On the subject of Iran one day having a nuclear weapon the reporters quoted Chirac as saying: "Where will it drop it, this bomb? On Israel? It would not have gone 200 metres into the atmosphere before Tehran would be razed to the ground."
Chirac called the reporters back to his office a day after speaking to them and withdrew many of his remarks, saying he thought he was speaking off the record in the first interview.
Both the IHT and New York Times said Chirac, 74, appeared distracted at times and struggled to remember names and dates in the first interview, but appeared more alert the next day.
The French president was also quoted as saying it would not be very dangerous for Iran to have a nuclear bomb, but the main danger was that other countries in the region, such as Saudi Arabia and Egypt, would follow suit.

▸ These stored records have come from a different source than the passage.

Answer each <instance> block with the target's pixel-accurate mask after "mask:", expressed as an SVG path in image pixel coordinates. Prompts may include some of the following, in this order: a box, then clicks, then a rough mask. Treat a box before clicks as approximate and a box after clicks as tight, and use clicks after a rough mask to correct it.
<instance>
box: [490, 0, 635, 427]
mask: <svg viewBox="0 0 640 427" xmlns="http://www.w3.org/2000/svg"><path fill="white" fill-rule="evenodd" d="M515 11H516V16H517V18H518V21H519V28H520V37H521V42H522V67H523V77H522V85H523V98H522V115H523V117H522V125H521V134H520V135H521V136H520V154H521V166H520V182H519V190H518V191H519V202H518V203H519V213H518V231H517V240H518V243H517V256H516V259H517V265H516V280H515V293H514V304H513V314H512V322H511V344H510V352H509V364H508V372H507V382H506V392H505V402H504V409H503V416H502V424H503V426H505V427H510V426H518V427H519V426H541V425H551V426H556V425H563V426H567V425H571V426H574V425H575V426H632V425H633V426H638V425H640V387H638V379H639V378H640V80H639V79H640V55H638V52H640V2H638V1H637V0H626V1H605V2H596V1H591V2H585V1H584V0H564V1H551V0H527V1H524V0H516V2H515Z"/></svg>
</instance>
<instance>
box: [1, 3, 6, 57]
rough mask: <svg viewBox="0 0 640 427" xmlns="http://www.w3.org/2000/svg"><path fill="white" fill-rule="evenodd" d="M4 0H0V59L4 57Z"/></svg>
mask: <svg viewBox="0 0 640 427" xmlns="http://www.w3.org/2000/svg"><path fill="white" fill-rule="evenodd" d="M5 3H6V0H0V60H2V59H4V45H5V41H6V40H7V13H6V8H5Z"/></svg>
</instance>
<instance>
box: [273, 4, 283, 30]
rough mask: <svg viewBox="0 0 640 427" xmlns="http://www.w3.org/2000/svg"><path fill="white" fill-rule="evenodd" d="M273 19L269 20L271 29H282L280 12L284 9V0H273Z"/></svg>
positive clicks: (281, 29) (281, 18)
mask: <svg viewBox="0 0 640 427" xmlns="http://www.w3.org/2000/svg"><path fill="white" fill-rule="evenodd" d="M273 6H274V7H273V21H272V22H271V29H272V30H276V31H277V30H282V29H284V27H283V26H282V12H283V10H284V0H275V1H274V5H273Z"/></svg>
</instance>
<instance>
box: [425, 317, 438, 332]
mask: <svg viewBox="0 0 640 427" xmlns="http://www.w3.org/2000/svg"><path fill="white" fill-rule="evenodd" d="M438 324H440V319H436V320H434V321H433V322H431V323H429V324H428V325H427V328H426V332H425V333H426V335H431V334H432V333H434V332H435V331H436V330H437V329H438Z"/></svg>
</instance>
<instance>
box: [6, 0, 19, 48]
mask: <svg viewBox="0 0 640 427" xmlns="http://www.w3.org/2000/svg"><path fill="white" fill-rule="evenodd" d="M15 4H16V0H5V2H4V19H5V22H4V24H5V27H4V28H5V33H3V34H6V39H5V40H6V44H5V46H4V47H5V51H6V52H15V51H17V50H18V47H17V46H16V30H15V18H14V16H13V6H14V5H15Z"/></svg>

"I would say that what is dangerous about this situation is not the fact of having a nuclear bomb - having one, maybe a second one a little later, well, that's not very dangerous," Chirac was quoted as saying in the first interview.
"But what is very dangerous is proliferation," he said.
His remarks went against the official position of France, and allies Britain, Germany, the United States, Russia and China, which are pressuring Tehran to abandon sensitive nuclear technology that could be used to make atom bombs.
The following day Chirac retracted, among other remarks, his prediction that a nuclear Iran could encourage Saudi Arabia and Egypt to build a bomb.
"I retract it, of course, since neither Saudi Arabia nor Egypt has made the slightest declaration on these subjects, so it is not up to me to make them," he said.
The paper said it was not clear if Chirac's initial remarks reflected what he truly thought about Iran or whether he had misspoken.